I tried surrounding the code block with a mutex so that only one thread could run the block at once, in case reading multiple files was leading to slow IO via vaguely random access, but that just reduced the process to roughly serial-speed times.
Any suggestions allowing me to run this section more quickly, possibly via copying the file, or indeed anything else, would be appreciated.
Edit:
template<class T> inline void convertToNumber(std::string const& s, T &result)
{
std::istringstream i(s);
T x;
if (!(i >> x))
throw BadConversion("convertToNumber(\"" + s + "\")");
result = x;
}
turns out to have been the slow section. I assume this is due to the creation of 5 million stringstreams per file, followed by the testing of 5 million if conditions?

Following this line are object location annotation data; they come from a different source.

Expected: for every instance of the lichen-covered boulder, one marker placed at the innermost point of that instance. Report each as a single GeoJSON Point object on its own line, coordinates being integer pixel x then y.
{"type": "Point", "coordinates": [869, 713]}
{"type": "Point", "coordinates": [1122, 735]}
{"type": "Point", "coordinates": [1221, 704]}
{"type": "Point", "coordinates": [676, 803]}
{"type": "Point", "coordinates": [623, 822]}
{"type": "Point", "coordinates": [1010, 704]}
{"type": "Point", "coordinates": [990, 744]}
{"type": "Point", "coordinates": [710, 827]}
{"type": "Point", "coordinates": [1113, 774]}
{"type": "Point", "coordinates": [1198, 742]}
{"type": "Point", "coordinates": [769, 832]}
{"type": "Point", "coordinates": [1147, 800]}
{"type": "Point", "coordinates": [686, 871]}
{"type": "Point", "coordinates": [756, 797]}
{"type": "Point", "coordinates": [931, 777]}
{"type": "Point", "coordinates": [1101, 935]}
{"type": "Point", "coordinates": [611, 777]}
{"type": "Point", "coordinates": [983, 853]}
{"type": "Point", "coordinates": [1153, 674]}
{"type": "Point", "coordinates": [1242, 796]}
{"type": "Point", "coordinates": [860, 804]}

Replacing it with TonyD's suggestion presumably removes the possibility of catching an error, but saves a vast number of (at least in this controlled case) unnecessary operations.
The files to be read are approximately 40MB each (just a few lines more than 5120000, each containing only one value, between 0 and 1 (in most cases == (0||1) ), and I have 16GB of RAM, so copying all the files to memory would certainly be possible,
Yes. But loading them there will still count towards your process' wall clock time unless they were already read by another process short before.
since only 8 (1 per thread) should be open at once.
Since any files that were not loaded in memory before the process started will have to be loaded and thus the loading will count towards the process wall clock time, it does not matter how many are open at once. Any that are not cache will slow down the process.
I am unsure if mmap would do this better?
No, it wouldn't. mmap is faster, but because it saves the copy from kernel buffer to application buffer and some system call overhead (with read you do a kernel entry for each page while with mmap pages that are read with read-ahead won't cause further page faults). But it will not save you the time to read the files from disk if they are not already cached.
mmap does not load anything in memory. The kernel loads data from disk to internal buffers, the page cache. read copies the data from there to your application buffer while mmap exposes parts of the page cache directly in your address space. But in either case the data are fetched on first access and remain there until the memory manager drops them to reuse the memory. The page cache is global, so if one process causes some data to be cached, next process will get them faster. But if it's first access after longer time, the data will have to be read and this will affect read and mmap exactly the same way.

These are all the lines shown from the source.